Un método de aislamiento de células reconocidas a través del vidrio funcionalización de la superficie

El objetivo general de este proceso de funcionalización de la superficie del vidrio es permitir la captura y liberación suave de las células de interés. Este método puede ayudar a responder preguntas clave en el campo de la angiogénesis tumoral, permitiendo el cribado de biomarcadores celulares que indican resistencia a los fármacos. La principal ventaja de esta técnica es que es completamente personalizable, para prácticamente cualquier tipo de célula de interés.

Siempre que exista un anticuerpo específico para el tipo de célula, la superficie se puede adaptar para su captura. Aunque este método puede proporcionar información sobre la angiogénesis del cáncer, también se puede aplicar a otras enfermedades, ya que las muestras purificadas son necesarias para el desarrollo de regímenes de tratamiento más personalizados. La idea de este método fue cuando intentábamos desarrollar un mecanismo de liberación reversible para capturar células, utilizando la interacción entre la destiobiotina y la familia de las adivinaciones.

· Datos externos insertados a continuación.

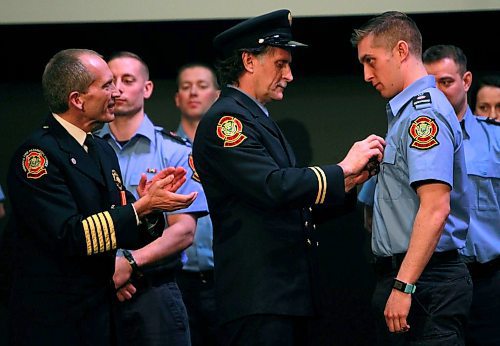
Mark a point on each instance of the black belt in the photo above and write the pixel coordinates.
(204, 276)
(154, 279)
(388, 264)
(478, 269)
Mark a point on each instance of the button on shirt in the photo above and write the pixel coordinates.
(396, 202)
(199, 256)
(482, 157)
(149, 151)
(367, 192)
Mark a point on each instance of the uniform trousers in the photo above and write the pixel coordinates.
(155, 316)
(265, 330)
(484, 321)
(439, 307)
(198, 294)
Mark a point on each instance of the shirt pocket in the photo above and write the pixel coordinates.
(485, 181)
(389, 176)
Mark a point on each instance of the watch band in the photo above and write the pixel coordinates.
(131, 260)
(404, 287)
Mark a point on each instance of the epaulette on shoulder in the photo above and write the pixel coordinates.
(176, 137)
(490, 121)
(422, 100)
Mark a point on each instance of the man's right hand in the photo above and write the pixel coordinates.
(178, 178)
(359, 155)
(158, 195)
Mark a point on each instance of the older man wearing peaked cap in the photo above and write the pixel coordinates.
(264, 209)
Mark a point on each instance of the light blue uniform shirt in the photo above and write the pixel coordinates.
(149, 151)
(199, 256)
(367, 192)
(482, 157)
(424, 142)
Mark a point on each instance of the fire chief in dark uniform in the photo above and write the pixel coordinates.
(71, 212)
(263, 208)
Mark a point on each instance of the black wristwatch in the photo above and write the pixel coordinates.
(404, 287)
(131, 260)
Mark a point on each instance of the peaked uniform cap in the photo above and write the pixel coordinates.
(270, 29)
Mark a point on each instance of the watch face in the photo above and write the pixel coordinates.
(398, 285)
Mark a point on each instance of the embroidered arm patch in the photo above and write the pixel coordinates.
(423, 131)
(230, 130)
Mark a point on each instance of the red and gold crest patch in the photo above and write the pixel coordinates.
(35, 163)
(423, 132)
(229, 129)
(195, 176)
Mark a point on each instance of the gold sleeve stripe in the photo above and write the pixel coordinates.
(93, 228)
(322, 185)
(86, 231)
(325, 184)
(104, 220)
(103, 235)
(112, 234)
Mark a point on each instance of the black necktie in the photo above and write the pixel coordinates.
(91, 149)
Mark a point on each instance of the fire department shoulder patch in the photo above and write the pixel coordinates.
(229, 129)
(35, 163)
(423, 131)
(195, 176)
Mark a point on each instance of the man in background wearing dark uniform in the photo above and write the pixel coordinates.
(263, 207)
(70, 211)
(481, 253)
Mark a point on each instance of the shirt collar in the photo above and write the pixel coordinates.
(261, 106)
(180, 132)
(146, 129)
(75, 132)
(471, 124)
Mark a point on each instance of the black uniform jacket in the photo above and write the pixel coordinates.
(69, 217)
(262, 208)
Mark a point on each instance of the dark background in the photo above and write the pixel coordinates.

Después de limpiar una superficie de vidrio en una máquina de plasma de oxígeno durante cinco minutos de acuerdo con el protocolo de texto, prepare 2,5 mililitros de 3-aminopropil trietoxisilano reconstituido al 2%, o solución APTES, combinando 50 microlitros de APTES y 2,45 mililitros de etanol en un tubo cónico. Pipetee la solución de APTES sobre las superficies de vidrio, luego cubra las superficies y colóquelas en un agitador de plataforma a temperatura ambiente durante 50 minutos para distribuir uniformemente la capa de APTES. Mientras tanto, precaliente el horno a 55 grados centígrados para los platos de ocho y 24 pocillos, o a 90 grados centígrados para los platos de vidrio.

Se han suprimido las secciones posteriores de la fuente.